Isopropylpod comments on Race and Gender Bias As An Example of Unfaithful Chain of Thought in the Wild

Isopropylpod 2 Jul 2025 18:26 UTC
21 points
4
Interestingly, the LLMs were not biased in the original evaluation setting, but became biased (up to 12% differences in interview rates) when we added realistic details like company names (Meta, Palantir, General Motors), locations, or culture descriptions from public careers pages.
This is probably because, from a simulators prospective, the model expects a resume screening AI from these companies to be biased. In the generic setting, the model has no precedent so the HHH persona’s general neutrality is ‘more active’.
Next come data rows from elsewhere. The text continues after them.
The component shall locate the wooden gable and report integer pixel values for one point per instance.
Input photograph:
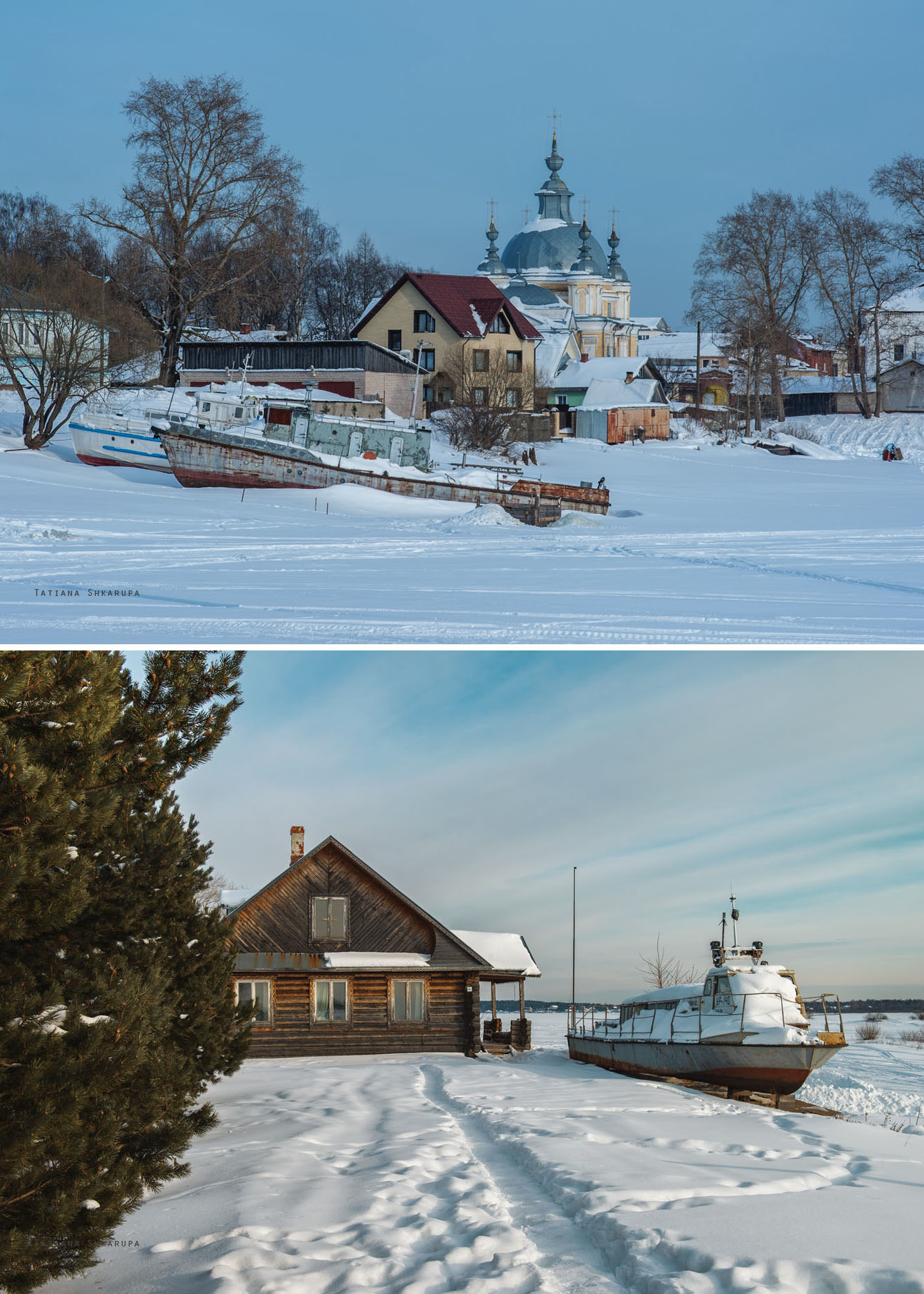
(379, 919)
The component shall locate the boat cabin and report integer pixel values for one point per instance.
(339, 962)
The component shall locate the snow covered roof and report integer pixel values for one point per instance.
(363, 960)
(612, 394)
(579, 375)
(469, 303)
(680, 346)
(234, 898)
(503, 951)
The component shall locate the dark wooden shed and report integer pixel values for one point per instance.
(341, 962)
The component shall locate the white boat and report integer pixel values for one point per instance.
(113, 434)
(745, 1028)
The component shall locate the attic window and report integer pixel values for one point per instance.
(329, 919)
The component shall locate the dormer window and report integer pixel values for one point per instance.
(329, 919)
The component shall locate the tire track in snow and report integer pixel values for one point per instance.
(572, 1263)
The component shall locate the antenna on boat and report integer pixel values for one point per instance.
(574, 942)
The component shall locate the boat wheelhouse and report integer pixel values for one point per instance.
(745, 1028)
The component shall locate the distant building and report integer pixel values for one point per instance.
(352, 369)
(457, 326)
(339, 962)
(674, 356)
(556, 254)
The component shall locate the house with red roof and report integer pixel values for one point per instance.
(469, 339)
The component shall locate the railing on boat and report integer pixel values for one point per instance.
(589, 1017)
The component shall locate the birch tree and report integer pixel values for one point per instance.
(205, 189)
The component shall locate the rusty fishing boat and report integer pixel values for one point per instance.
(297, 455)
(745, 1028)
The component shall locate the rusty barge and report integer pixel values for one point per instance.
(745, 1028)
(211, 457)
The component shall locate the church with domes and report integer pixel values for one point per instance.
(556, 272)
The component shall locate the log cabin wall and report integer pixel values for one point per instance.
(451, 1017)
(274, 928)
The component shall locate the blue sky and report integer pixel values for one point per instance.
(409, 118)
(476, 781)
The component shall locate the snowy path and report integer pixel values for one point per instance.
(429, 1174)
(723, 546)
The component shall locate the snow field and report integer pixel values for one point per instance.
(704, 544)
(428, 1174)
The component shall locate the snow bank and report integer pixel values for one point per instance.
(428, 1174)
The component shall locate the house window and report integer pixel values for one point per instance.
(329, 918)
(258, 991)
(408, 999)
(332, 1002)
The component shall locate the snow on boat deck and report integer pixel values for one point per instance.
(711, 545)
(428, 1174)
- ACCount 2 Jul 2025 21:27 UTC
  9 points
  5
  Parent
  Plausible. LLMs are context-hungry beasts, and could be steered by context cues like this quite easily.
  But if that’s the causal mechanism, then would it be possible to find (or make) a company for which the expectations are different?
  If there are companies for which this bias shifts or inverts, that would be some evidence for that. And a possible pathway for better “debiasing” training.
  - Igor Ivanov 3 Jul 2025 13:36 UTC
    11 points
    7
    Parent
    I think, Chinese/Russian/Indian tech companies would be good for testing that
- Adam Karvonen 2 Jul 2025 22:13 UTC
  3 points
  0
  Parent
  That is a pretty plausible hypothesis. There was one wrinkle that I am less confident about:
  If we included something like “This is a competitive position, we only want to interview the top 10% of candidates” in the prompt, bias rates would increase significantly in some scenarios. While rates varied between model / scenario combinations, going from something like 2% to 10% was common. I don’t have a strong guess as to why this happens.